As tecnologias contempladas no diploma foram, em geral, aquelas que tinham maior expressão e implantação no território nacional e que, na sua maioria, constavam na Resolução do Conselho de Ministros n.º 169/2005, de 24 de Outubro.
Tendo em conta a perspectiva de desenvolvimento de novas tecnologias, ficou previsto, no n.º 19 do anexo ii do Decreto-Lei n.º 189/88, de 27 de Maio, com a redacção que lhe foi dada pelo Decreto-Lei n.º 33-A/2005, de 16 de Fevereiro, a possibilidade de atribuição de um coeficiente Z específico para novos tipos de tecnologias, bem como, para projectos inovadores de reconhecido interesse nacional.

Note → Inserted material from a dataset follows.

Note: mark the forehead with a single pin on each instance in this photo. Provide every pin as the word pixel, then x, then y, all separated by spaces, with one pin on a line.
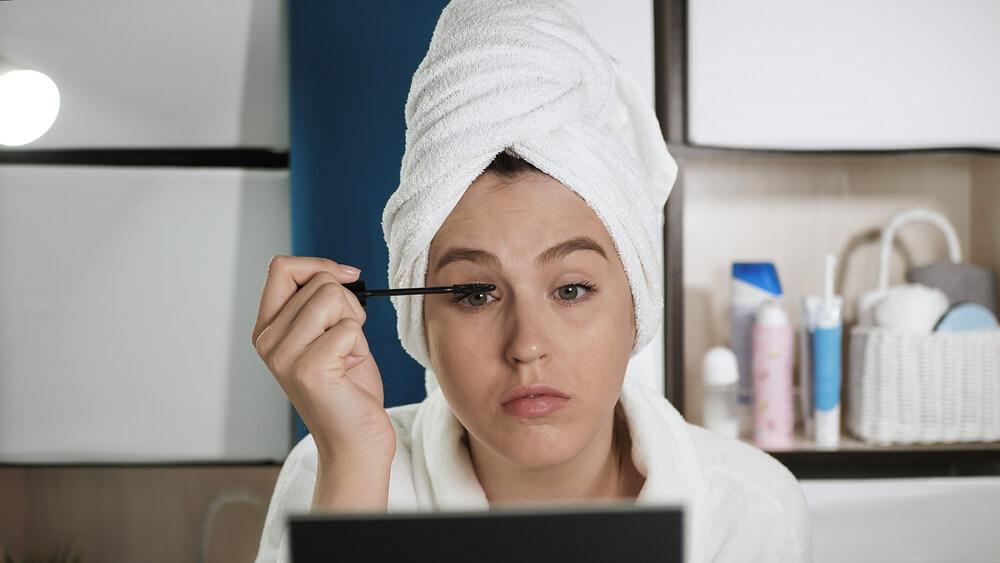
pixel 530 207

A energia geotérmica, e em particular no que respeita ao desenvolvimento de sistemas geotérmicos para a produção de electricidade, como tecnologia emergente, apresenta um potencial interessante tanto do ponto vista da disponibilidade como do ponto de vista da utilização do recurso, pelo que importa estabelecer um coeficiente Z, que dê suporte ao desenvolvimento desta tecnologia.
Assim:
Manda o Governo, pelo Ministro da Economia e da Inovação, ao abrigo do n.º 19 do anexo ii do Decreto-Lei n.º 189/88, de 27 de Maio, na sua actual redacção, o seguinte:
Artigo Único
Energia geotérmica
1 - O coeficiente Z, aplicável às centrais eléctricas que utilizam energia geotérmica em Portugal Continental, para projectos de grande profundidade e elevada entalpia, assume os seguintes valores:
a) Para os projectos até um limite de 3 MW de potência por projecto e por entidade e até um limite de potência instalada, a nível nacional de 6 MW - 29,4;
b) Para os restantes projectos até um limite de 3 MW de potência por projecto e até um limite de potência instalada a nível nacional de 10 MW, o factor Z é fixado por portaria do membro do Governo que tutela a área da energia, tendo em consideração as valências do projecto, entre o valor de 16,3 e 26,2.
2 - O montante de remuneração definido por VRD, nos termos do n.º 20 do anexo ii do Decreto-Lei n.º 189/88, de 27 de Maio, com as alterações introduzidas pelo Decreto-Lei n.º 225/2007, de 31 de Maio, é aplicável, para cada megawatt de potência de injecção na rede atribuído para as centrais previstas no n.º 1 da presente portaria, durante os primeiros 12 anos a contar desde o início do fornecimento de electricidade à rede, entendendo-se este como a data da licença de exploração definitiva da central.
O Ministro da Economia e da Inovação, Fernando Teixeira dos Santos, em 27 de Julho de 2009.